Pressure-testing the system
Total rewards professionals will focus on supporting employee wellbeing in times of unpredictable crises (e.g., geopolitical, economic, pandemic, weather-related). They will test their models against potential adverse events to better understand vulnerabilities, build solutions to help employees who may be displaced by these events and operationalize their strategies with comprehensive playbooks and oversight protocols.
05
Total rewards leaders will find ways to improve efficiency, better leverage their global scale, reduce cost/risk and deliver more consistency in employee outcomes globally. Doing more with less requires greater coordination of internal and external resources and technology. And as complexity increases, good governance is imperative.
Improving efficiency with AI and technology
Advancements in technology and automation, coupled with new vendor capabilities and solutions (e.g., pooled employer defined contribution retirement plans), will help total rewards professionals streamline administrative and routine tasks. Leaders will reevaluate their team structure to better leverage emerging technologies and shift brainpower from administrative tasks to great analytical capabilities.

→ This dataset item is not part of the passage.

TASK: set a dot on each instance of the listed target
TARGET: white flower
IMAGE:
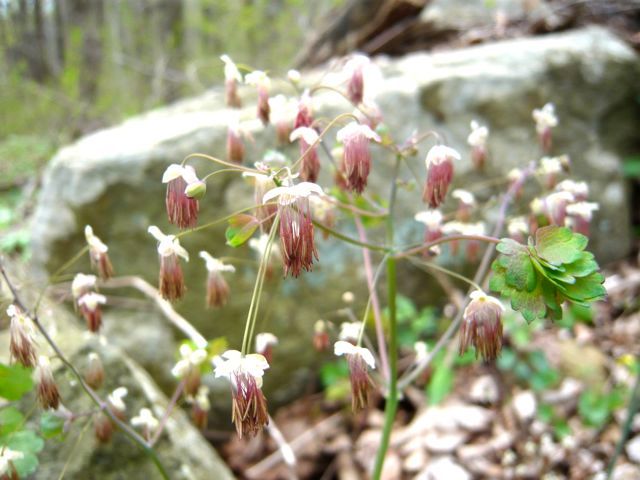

Increasing purchasing power
Increased adoption of global brokerage arrangements and other cross-country approaches (e.g., captives, pooling, international pension plans, global data agreements, global grading structures) will help organizations better leverage scale, optimize financing alternatives and drive total rewards strategy more centrally. And with greater access to global data and insights, organizations will expand global minimum policies (e.g., minimum standards for family-forming benefits, leave policies, retirement arrangements).
Reducing risk
Organizations will seek to reduce operational risk through improved reporting and oversight. Increased complexity of global programs, coupled with adoption of new global HR technology platforms (e.g., HRIS models), will increase the need and utility for global inventories of pay, benefits, career and wellbeing offerings. Data security will continue to be a focus area. And new legislation will require organizations to evaluate their global policies around living wages and transparency.
Looking to 2025 and beyond, organizations must be flexible and focus on strategic investments that match the changing needs of their workforce. Total rewards leaders will be under continued pressure to show the return on their investment using robust data analysis and measurement strategies. Personalization and transparency will be paramount, fostering a deeper appreciation and understanding of pay, benefits and career opportunities. Addressing performance management, career building and workforce health and wellbeing will be essential to improve productivity and engagement challenges. Ultimately, these efforts will make a difference to organizations looking to find a competitive edge in 2025.
(We’ll check back with you same time next year to let you know how our 2025 predictions fared!)